Another hot and sunny weekend and so to another museum. Whilst we’re living in Brooklyn it makes sense to see as many of the local attractions as we can, so we decided to visit the New York Transit Museum to learn all about the subway system.
The museum is housed in a disused subway station which was built in the 1930s, and remains connected to the live tracks. The visit begins on what would have been the concourse level, with a walk through exhibits describing how the subways were built. These are illustrated with lots of historic photos and a selection of old tools too.
Having learned a bit about how the tunnels were (and still are) built you then have the option of descending to track level to look at examples of historic subway cars, or looking around the rest of the museum – a temporary exhibition space and a large gallery devoted to the history of New York’s buses.

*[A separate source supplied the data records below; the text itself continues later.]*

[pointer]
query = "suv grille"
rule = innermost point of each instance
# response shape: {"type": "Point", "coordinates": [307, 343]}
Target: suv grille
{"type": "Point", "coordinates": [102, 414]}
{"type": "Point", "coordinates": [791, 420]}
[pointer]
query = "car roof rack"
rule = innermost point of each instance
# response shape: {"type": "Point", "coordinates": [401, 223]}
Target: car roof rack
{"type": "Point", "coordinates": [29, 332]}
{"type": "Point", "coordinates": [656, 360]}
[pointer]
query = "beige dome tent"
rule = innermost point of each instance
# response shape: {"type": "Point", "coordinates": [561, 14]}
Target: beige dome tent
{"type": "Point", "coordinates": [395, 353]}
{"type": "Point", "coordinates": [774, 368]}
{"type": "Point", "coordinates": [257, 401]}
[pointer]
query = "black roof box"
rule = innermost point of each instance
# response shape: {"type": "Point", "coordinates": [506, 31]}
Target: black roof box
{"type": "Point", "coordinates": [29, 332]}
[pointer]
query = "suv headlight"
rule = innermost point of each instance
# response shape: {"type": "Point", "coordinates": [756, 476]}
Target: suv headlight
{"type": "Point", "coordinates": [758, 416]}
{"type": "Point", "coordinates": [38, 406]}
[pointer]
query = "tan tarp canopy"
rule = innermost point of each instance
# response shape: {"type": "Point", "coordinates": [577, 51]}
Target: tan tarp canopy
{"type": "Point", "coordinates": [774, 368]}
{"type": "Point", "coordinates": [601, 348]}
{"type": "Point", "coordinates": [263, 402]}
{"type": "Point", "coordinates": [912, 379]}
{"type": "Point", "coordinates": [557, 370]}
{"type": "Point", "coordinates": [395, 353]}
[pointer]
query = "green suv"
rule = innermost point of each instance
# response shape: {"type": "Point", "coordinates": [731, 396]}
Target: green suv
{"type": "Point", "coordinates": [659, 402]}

Quite by chance we had arrived in time to catch most of a(n excellent) free guided tour, so were taken downstairs to learn all sorts of genuinely fascinating facts about the subway system, illustrated by the carriages on display. The first one we saw was actually used on one of the elevated railways which predated the subway system, although the design was copied quite closely for the underground trains. It was interesting to note that the carriage designs have changed very little since the earliest days, although refinements have been made in terms of materials, and thankfully air circulation is no longer achieved by means of fans suspended from the ceilings.
Route maps appeared in carriages almost from the start, as did in-carriage advertising and signs detailing rule and regulations and encouraging courtesy to fellow passengers:
Those familiar with the NY subway map will be aware that instead of names the various lines just have either letters or numbers. Originally the lettered and numbered lines belonged to different companies, which set up in competition for business. Although all the lines are operated by the MTA today, it is still the case that the number trains are narrower than the letter ones (which we hadn’t noticed until it was pointed out). Both companies used the same track gauge as each other (and as standard above-ground rolling stock), but the company which ran the number trains decided that in order to make sure standard trains couldn’t compete on their lines they would make their trains and tunnels smaller. The letter train company retaliated by using their larger trains as a selling point of their own.
Tom was enchanted by the old signal board, which is still live, and we spent some time watching lights flashing as trains passed along the tracks it monitors. We then had fun playing with some of the interactive exhibits in the gallery upstairs, before taking a brief look at the buses and admiring the row of turnstiles through the ages on our way out.
All in all this was a most enjoyable way to spend a couple of hours. If you’re ever able to visit I’d recommend it, but do try to catch one of the guided tours – there are lots of display boards explaining everything but our guide really brought it all to life. For the armchair traveller, the museum’s Wikipedia page is hugely informative about the museum and its collection, and also records many of the technical details I failed to take in!